|Original author(s)||J. Griss, R. Wang|
|Operating system||Windows, Linux, Mac OSX|
The spectra-cluster-cli is a stand-alone, command-line version of the spectra-cluster algorithm to cluster MS/MS spectra. The spectra-cluster algorithm is used to create the PRIDE Cluster resource. The spectra-cluster-cli tool allows user to cluster their own MS/MS data on a normal computer.
- Clustering of MS/MS spectra (MGF format)
- Parallel processing of data
Note: Alternatively, a graphical user interface is also available at https://github.com/spectra-cluster/spectra-cluster-gui
Additionally, you can find a detailed example of how to prepare your data for clustering at http://spectra-cluster.github.io.

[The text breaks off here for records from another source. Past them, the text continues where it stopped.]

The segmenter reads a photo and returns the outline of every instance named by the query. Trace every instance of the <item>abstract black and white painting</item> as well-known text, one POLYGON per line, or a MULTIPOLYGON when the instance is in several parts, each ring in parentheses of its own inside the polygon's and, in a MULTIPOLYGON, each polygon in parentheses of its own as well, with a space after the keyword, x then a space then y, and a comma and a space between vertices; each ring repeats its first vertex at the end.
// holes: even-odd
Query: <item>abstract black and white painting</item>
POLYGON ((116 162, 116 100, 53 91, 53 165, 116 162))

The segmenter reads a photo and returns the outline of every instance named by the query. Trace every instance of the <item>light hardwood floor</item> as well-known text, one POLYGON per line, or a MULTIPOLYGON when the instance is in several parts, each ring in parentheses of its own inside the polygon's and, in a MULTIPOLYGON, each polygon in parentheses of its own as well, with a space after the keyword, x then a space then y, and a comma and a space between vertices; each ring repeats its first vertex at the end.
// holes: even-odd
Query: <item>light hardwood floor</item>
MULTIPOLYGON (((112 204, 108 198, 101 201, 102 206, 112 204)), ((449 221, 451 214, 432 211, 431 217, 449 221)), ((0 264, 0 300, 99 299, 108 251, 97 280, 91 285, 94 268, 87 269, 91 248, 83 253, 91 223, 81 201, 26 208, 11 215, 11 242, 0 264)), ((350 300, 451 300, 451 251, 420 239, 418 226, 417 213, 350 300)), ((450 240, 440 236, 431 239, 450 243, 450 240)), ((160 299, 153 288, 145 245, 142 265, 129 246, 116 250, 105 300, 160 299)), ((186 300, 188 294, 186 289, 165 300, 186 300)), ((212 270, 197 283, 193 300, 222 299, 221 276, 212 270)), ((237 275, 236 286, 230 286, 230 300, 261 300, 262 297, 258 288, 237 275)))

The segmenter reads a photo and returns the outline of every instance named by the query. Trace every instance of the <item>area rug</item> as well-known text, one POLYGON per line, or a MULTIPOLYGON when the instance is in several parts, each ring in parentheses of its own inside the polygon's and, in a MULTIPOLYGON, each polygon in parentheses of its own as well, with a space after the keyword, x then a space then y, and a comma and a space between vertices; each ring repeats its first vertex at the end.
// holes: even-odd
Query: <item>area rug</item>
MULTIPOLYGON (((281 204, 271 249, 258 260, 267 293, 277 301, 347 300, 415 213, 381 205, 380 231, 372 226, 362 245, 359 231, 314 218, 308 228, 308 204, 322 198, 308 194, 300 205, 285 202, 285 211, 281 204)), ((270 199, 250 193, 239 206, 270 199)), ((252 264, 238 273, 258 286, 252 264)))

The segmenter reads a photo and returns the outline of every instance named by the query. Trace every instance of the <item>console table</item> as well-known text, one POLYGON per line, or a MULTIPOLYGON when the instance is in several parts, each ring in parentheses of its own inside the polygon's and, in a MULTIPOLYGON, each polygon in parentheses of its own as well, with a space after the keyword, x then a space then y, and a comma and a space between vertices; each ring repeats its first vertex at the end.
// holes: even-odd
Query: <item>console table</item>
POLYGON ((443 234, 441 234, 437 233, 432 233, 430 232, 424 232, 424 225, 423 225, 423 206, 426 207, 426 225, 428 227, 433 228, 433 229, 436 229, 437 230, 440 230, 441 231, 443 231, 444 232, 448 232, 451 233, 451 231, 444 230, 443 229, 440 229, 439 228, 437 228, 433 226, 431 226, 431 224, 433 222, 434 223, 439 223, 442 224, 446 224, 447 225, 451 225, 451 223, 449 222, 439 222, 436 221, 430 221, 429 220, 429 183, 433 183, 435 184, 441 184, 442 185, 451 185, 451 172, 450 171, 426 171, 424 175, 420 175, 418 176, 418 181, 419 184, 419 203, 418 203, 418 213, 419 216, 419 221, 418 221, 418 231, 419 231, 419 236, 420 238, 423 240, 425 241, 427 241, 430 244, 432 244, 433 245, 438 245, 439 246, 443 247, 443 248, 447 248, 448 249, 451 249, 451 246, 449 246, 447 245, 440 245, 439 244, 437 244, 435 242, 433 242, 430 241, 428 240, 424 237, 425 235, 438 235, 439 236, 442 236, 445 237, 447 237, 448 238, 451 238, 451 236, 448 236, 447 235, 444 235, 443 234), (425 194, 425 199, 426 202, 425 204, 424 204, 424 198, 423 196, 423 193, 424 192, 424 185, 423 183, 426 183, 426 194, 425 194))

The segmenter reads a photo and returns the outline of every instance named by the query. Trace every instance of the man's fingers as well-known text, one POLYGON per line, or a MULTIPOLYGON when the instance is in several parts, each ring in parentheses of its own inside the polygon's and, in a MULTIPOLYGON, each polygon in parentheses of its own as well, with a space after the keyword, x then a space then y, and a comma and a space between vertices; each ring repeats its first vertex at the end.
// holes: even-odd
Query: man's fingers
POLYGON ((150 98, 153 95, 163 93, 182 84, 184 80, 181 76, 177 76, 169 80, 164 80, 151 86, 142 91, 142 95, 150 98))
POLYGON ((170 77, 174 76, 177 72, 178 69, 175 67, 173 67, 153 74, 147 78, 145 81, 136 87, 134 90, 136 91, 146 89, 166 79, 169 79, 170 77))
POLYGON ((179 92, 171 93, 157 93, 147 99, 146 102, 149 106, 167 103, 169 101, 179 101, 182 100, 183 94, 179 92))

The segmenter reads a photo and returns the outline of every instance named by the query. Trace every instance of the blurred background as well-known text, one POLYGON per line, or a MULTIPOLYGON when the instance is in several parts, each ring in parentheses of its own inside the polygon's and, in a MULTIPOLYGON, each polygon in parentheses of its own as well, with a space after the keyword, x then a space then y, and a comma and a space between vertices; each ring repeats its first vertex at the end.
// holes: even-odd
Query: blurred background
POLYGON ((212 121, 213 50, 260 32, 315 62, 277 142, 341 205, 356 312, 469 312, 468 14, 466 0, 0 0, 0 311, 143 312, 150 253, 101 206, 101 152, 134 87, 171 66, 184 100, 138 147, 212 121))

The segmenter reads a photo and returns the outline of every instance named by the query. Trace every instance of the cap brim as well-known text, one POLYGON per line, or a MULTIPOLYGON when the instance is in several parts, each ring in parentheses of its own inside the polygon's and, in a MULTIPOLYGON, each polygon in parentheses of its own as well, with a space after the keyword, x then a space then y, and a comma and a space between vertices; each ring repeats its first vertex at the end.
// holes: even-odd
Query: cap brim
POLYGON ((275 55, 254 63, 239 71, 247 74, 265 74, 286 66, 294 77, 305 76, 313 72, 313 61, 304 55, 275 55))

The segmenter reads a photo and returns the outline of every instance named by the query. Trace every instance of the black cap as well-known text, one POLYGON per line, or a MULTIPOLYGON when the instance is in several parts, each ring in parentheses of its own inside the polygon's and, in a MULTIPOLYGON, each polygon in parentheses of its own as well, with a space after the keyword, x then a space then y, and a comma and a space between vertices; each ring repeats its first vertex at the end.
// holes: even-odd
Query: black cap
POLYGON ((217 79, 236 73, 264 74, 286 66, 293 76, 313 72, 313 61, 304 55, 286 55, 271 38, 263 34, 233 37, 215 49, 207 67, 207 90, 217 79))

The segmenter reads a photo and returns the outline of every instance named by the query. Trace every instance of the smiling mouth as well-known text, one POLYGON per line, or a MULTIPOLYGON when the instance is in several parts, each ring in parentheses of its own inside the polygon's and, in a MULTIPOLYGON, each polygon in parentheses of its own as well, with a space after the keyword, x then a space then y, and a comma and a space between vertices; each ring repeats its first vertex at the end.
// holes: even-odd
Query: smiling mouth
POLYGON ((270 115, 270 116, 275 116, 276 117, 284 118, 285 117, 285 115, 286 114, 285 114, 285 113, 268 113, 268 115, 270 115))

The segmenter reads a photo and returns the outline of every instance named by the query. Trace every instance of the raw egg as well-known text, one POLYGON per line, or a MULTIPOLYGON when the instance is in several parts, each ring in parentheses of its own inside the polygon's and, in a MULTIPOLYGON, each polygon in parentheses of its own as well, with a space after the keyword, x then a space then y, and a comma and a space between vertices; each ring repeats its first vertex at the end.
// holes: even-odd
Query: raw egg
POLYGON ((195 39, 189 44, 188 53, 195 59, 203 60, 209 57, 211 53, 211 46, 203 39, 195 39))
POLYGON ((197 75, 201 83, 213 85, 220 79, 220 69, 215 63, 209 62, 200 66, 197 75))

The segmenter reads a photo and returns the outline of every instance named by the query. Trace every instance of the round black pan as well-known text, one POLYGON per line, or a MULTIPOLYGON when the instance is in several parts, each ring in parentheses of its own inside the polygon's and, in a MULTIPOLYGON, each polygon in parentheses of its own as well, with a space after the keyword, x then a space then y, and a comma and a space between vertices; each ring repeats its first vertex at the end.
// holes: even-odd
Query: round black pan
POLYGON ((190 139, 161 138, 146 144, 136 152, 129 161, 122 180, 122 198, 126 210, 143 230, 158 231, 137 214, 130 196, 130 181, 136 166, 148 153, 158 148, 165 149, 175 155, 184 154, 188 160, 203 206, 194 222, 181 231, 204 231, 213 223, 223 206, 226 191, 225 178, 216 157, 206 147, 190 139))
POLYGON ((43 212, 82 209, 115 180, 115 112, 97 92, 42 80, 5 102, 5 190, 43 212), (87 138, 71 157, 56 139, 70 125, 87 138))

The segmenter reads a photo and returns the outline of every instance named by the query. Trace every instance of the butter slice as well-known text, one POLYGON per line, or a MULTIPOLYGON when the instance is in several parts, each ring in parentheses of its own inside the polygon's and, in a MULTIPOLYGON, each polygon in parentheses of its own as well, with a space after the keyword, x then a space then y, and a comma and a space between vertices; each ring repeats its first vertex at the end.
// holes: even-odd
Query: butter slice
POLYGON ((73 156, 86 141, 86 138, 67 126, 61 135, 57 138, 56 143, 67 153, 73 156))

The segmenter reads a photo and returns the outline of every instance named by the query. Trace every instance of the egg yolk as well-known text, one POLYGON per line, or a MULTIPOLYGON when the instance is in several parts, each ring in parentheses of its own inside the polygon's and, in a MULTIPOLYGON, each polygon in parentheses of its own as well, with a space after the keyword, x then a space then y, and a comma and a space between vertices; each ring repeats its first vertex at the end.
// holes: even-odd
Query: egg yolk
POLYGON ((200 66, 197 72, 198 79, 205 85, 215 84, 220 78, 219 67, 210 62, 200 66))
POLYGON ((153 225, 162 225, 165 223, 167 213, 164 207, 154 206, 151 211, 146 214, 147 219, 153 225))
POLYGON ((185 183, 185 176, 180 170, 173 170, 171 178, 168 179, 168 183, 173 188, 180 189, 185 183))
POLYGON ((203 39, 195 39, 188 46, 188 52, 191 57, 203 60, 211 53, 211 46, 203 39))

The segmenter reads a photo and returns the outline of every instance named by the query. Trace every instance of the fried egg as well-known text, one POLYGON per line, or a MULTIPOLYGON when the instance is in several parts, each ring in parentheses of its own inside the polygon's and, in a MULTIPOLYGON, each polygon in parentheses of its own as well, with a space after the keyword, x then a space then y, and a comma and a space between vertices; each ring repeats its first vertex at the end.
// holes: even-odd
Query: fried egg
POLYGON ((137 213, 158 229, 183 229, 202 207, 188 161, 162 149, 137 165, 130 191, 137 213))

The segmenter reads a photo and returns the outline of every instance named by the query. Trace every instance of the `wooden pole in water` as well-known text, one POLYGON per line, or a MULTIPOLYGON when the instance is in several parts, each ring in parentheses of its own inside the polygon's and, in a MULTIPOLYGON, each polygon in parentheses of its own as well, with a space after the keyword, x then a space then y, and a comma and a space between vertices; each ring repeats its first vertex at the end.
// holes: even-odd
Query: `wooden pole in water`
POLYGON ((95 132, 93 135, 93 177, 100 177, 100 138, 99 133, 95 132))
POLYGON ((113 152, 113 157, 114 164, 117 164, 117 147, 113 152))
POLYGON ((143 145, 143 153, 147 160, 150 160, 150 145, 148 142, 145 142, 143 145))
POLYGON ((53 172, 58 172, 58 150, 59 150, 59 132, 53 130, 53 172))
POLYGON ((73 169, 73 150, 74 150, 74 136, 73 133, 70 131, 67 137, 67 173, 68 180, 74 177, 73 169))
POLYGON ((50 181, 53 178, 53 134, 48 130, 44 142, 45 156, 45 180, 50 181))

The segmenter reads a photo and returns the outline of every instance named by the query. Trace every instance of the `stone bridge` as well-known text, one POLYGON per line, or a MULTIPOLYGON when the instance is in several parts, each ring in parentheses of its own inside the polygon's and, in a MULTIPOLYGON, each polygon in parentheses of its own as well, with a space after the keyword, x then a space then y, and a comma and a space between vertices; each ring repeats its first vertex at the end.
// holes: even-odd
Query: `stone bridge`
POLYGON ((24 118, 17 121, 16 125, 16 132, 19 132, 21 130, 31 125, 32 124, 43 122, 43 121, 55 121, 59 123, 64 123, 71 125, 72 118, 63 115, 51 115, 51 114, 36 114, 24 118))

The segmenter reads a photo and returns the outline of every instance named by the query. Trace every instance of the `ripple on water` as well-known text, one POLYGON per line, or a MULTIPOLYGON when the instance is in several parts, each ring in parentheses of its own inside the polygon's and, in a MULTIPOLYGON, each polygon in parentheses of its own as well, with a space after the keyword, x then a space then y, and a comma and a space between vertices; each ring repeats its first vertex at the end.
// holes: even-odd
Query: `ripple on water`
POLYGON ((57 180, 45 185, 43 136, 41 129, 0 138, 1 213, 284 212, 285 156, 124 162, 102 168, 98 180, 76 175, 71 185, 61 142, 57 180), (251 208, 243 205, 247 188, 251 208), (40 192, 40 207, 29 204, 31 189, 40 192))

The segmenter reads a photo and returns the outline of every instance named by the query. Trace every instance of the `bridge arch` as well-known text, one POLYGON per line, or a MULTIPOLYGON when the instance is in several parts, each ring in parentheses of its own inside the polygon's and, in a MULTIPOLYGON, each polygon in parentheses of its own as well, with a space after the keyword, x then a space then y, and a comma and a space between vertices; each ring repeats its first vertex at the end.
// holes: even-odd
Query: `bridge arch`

To run the spectra-cluster-cli Java needs to be installed on the computer.
- Download the latest release from https://github.com/spectra-cluster/spectra-cluster-cli/releases
- Unpack the downloaded zip file. No further installation is required
Preparing your data
Optionally, identification data can be incorporated into the MGF files using the
SEQ= tag. A tool to do this automatically is under active development and will be released shortly. The identification data does not influence the clustering process. If identification data is present in the used MGF files the corresponding data will automatically be written to the resulting .clustering files.
Performing the clustering
C:\>cd C:\Downloads\spectra-cluster-cli C:\Downloads\spectra-cluster-cli>java -jar spectra-cluster-cli-1.0-SNAPSHOT.jar -rounds 4 -threshold_end 0.99 -threshold_start 0.9999 -output_path C:\my_data\clustering_results.clustering C:\my_data\peaklists\*.mgf
- Open a command prompt. On windows this is achieved by opening the
rundialog, entering "cmd" and clicking enter (on Windows 7 simply click the windows key and immediately enter "cmd").
- Navigate to the directory where you downloaded the spectra-cluster-cli tool.
- Launch the spectra-cluster-cli through the command
java -jar spectra-cluster-cli-1.0-SNAPSHOT.jar(see above). Note: the
spectra-cluster-cli-1.0-SNAPSHOT.jarpart has to be adapted based on the downloaded version.
-binary_directory <arg> path to the directory to (temporarily) store the binary files. By default a temporary directory is being created -cluster_binary_file <arg> if this option is set, only the passed binary file will be clustered and the result written to the file specified in '-output_path' in the binary format -convert_cgf if this option is set the passed CGF file is converted into a .clustering file -fast_mode if this option is set the 'fast mode' is enabled. In this mode, the radical peak filtering used for the comparison function is already applied during spectrum conversion. Thereby, the clustering and consensus spectrum quality is slightly decreased but speed increases 2-3 fold. -fragment_tolerance fragment ion tolerance in m/z to use for fragment peak matching -help print this message. -keep_binary_files if this options is set, the binary files are not deleted after clustering. -major_peak_jobs <arg> number of threads to use for major peak clustering. -merge_binary_results if this option is set, the passed binary results files are merged into a single .cgf file and written to '-output_path' -output_path <arg> path to the outputfile. Outputfile must not exist. -precursor_tolerance <arg> precursor tolerance (clustering window size) in m/z used during matching. -reuse_binary_files if this option is set, the binary files found in the binary file directory will be used for clustering. -rounds <arg> number of clustering rounds to use. -threshold_end <arg> (lowest) final clustering threshold -threshold_start <arg> (highest) starting threshold -x_learn_cdf <output filename> (Experimental option) Learn the used cumulative distribution function directly from the processed data. This is only recommended for high-resolution data. The result will be written to the defined file. -x_load_cdf <CDF filename> (Experimental option) Loads the cumulative distribution function to use from the specified file. These files can be created using the x_learn_cdf parameter -x_min_comparisons <arg> (Experimental option) Sets the minimum number of comparisons used to calculate the probability that incorrect spectra are clustered. -x_n_prefiltered_peaks <number peaks> (Experimental option) Set the number of highest peaks that are kept per spectrum during loading.
Analysing clustering results
We are currently working on an analysis software for clustering results in the .clustering format.